Now, let's visualize first-order distance clusters with synchronized viewing:

datasets = {tblT2V3NC, tblT2V2NC, tblT2V5NC};
titles = {"Incomplete + flat surface", "Slightly flat surface", "Ideal"};

fig = figure;
ax = gobjects(1, length(datasets));

for i = 1:length(datasets)
   ax(i) = subplot(1, length(datasets), i, 'Parent', fig);
   pcshow(datasets{i}(:, 24:26), 'Parent', ax(i));
   pbaspect(ax(i), [1 1 1]);
   % Set titles using text, since the title function was not working
   xl = xlim(ax(i));
   yl = ylim(ax(i));
   zl = zlim(ax(i));
   titlePos = [mean(xl), yl(2), zl(2)];
   text(ax(i), titlePos(1), titlePos(2), titlePos(3), titles{i}, ...
       'HorizontalAlignment', 'center', 'Color', 'white', ...
       'FontSize', 14, 'FontWeight', 'bold', 'BackgroundColor', 'black');
end

link = linkprop(ax, {'CameraUpVector', 'CameraPosition', 'CameraTarget', 'CameraViewAngle', 'XLim', 'YLim', 'ZLim'});
setappdata(gcf, 'StoreTheLink', link);

for a = ax
   rotate3d(a, 'on');
end
First-order distance clusters obtained vía neighborhood analysis. From left to right: low, medium, and high quality instances.

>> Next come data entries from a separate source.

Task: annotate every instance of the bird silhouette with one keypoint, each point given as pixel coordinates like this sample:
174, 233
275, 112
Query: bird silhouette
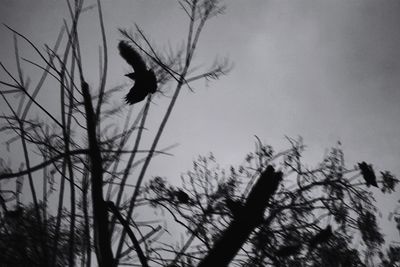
234, 206
368, 174
145, 79
321, 237
288, 250
182, 197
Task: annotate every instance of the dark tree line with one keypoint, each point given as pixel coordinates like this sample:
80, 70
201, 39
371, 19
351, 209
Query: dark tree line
82, 196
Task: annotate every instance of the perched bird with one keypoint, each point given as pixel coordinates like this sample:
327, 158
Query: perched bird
321, 237
368, 174
288, 250
182, 197
234, 206
145, 79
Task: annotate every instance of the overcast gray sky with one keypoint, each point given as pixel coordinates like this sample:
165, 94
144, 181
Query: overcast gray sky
326, 70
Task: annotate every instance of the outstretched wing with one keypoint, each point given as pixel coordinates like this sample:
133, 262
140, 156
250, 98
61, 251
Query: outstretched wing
132, 57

The color, by default, represents the Z-axis. Notice that the better the quality of the VLP, the less sparse each cluster is.

Local analysis - lattice coherence

To quantify lattice coherence, we apply k-means clustering and calculate the Euclidean norms for each centroid. The standard deviation of these norms provides a measure of cluster sparsity and hence, lattice coherence.

We encapsulate this process in a function:

function [idx, cc_final, results, results_std] = perform_lattice_analysis(data, symm)
   [idx, cc_final] = kmeans(data, symm);
   results = vecnorm(cc_final, 2, 2); 
   results_std = std(results); 
end

Then, execute the analysis:

symm = 6; 
[idx_ideal, cc_ideal_final, results_ideal, std_ideal] = perform_lattice_analysis(tblT2V5NC(:,24:26),symm);
[idx_slightly_flat, cc_sf_final, results_sf, std_sf] = perform_lattice_analysis(tblT2V2NC(:,24:26),symm);
[idx_incomplete_and_flat, cc_implt_final, results_implt, std_implt] = perform_lattice_analysis(tblT2V3NC(:,24:26),symm);

Display results neatly in a table

resultsTable = table(std_ideal, std_sf, std_implt, 'VariableNames', {'Ideal', 'SlightlyFlat', 'IncompleteFlat'}, 'RowNames', {'StandardDeviation'});

disp(resultsTable);

This will output:

                              Ideal             SlightlyFlat        IncompleteFlat                       
                        __________________    _________________    _________________
                          
   Standard deviation    0.0933777687916592    0.321031652546273    0.574732108201886

As demonstrated, the qualitative degree of imperfection correlates with our lattice coherence measurements.